Quant au président Nana Akufo-Addo, il aura fallu attendre près d’un mois avant qu’il ne s’exprime. Il est finalement sorti de son silence samedi, lors d’un événement organisé par l’Eglise anglicane, mais seulement pour rappeler que le mariage entre personnes du même sexe « ne serait jamais légalisé pendant [son] mandat présidentiel ».
« Ça n’a jamais été sur la table, soupire Ignatius Annor. Tout ce que nous demandons, c’est la possibilité d’aimer librement et la reconnaissance de nos droits humains fondamentaux. » Ce journaliste ghanéen, qui vit en France depuis la fin 2020, a frappé les esprits en faisant son coming out, le 22 février, en direct à la télévision sur la chaîne privée Joy News.
« Quand j’étais au Ghana, se souvient-il, des rumeurs couraient sur ma sexualité. Je les ai toujours niées, car je savais que la vérité mettrait en danger ma carrière de journaliste et ma sécurité personnelle. Mais je veux désormais que les gens sachent que je suis à la fois un individu respectable, un journaliste de télévision et une personne homosexuelle. »
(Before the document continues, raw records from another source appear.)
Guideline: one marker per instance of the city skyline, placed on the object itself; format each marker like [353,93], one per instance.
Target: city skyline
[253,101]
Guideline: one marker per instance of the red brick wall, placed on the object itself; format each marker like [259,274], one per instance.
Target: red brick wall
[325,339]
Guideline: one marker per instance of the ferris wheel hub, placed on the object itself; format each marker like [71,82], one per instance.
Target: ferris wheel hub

Depuis, Ignatius Annor dit avoir reçu de nombreuses menaces, mais aussi des messages de soutien et de remerciement de la part de Ghanéens vivant leur sexualité dans la clandestinité. « Cette vague d’homophobie est la pire que le pays ait connue, poursuit-il. Encouragés par les déclarations homophobes des dirigeants politiques et religieux, et par l’anonymat que procurent les réseaux sociaux, les gens désormais sont libres de menacer et d’insulter sans risque de représailles. »
« Dialogue constructif »
Malgré la polémique, Kwame Edwin Otu, professeur adjoint d’études africaines à l’Université de Virginie, et spécialiste des questions LGBT, se veut optimiste : « Si la réaction des homophobes est aussi violente, c’est parce que le Ghana est en train de changer. Avant d’envisager une décriminalisation des relations homosexuelles, il faut provoquer le débat, et c’est ce qu’a fait LGBT Rights Ghana. »
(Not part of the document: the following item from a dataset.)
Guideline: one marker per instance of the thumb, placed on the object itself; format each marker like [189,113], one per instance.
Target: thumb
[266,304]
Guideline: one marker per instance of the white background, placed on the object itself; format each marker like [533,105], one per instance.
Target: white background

Le chercheur précise que, dans son pays d’origine, l’homosexualité n’est pas illégale stricto sensu : la législation héritée de l’ère coloniale ne pénalise que « les relations charnelles contre nature », c’est-à-dire la sodomie. Si certaines personnalités politiques appellent à durcir encore la loi, comme le ministre de l’information Kojo Oppong Nkrumah qui souhaite criminaliser « la défense et la promotion des activités LGBT », il semble improbable que le gouvernement ghanéen suive cette voie. « Si Nana Akufo-Addo, qui a toujours présenté le Ghana comme un pays de diversité, de tolérance et d’accueil pour la diaspora, venait à approuver publiquement cette doxa homophobe, cela renverrait une image désastreuse à l’international », souligne Kwame Edwin Otu.
Comme pour lui donner raison, 67 personnalités du monde de la culture, souvent membres de la diaspora ghanéenne, ont publié lundi 1er mars une lettre ouverte en soutien à la communauté LGBT du Ghana. Parmi elles figurent l’acteur Idris Elba, le mannequin Naomi Campbell, le rédacteur en chef du Vogue britannique Edward Enninful, l’actrice et réalisatrice Michaela Coel et le créateur Virgil Abloh, directeur artistique chez Louis Vuitton. Les signataires se disent « profondément inquiets » de la récente vague d’homophobie au Ghana et demandent à Nana Akufo-Addo « d’engager un dialogue constructif avec les dirigeants de la communauté LGBT ».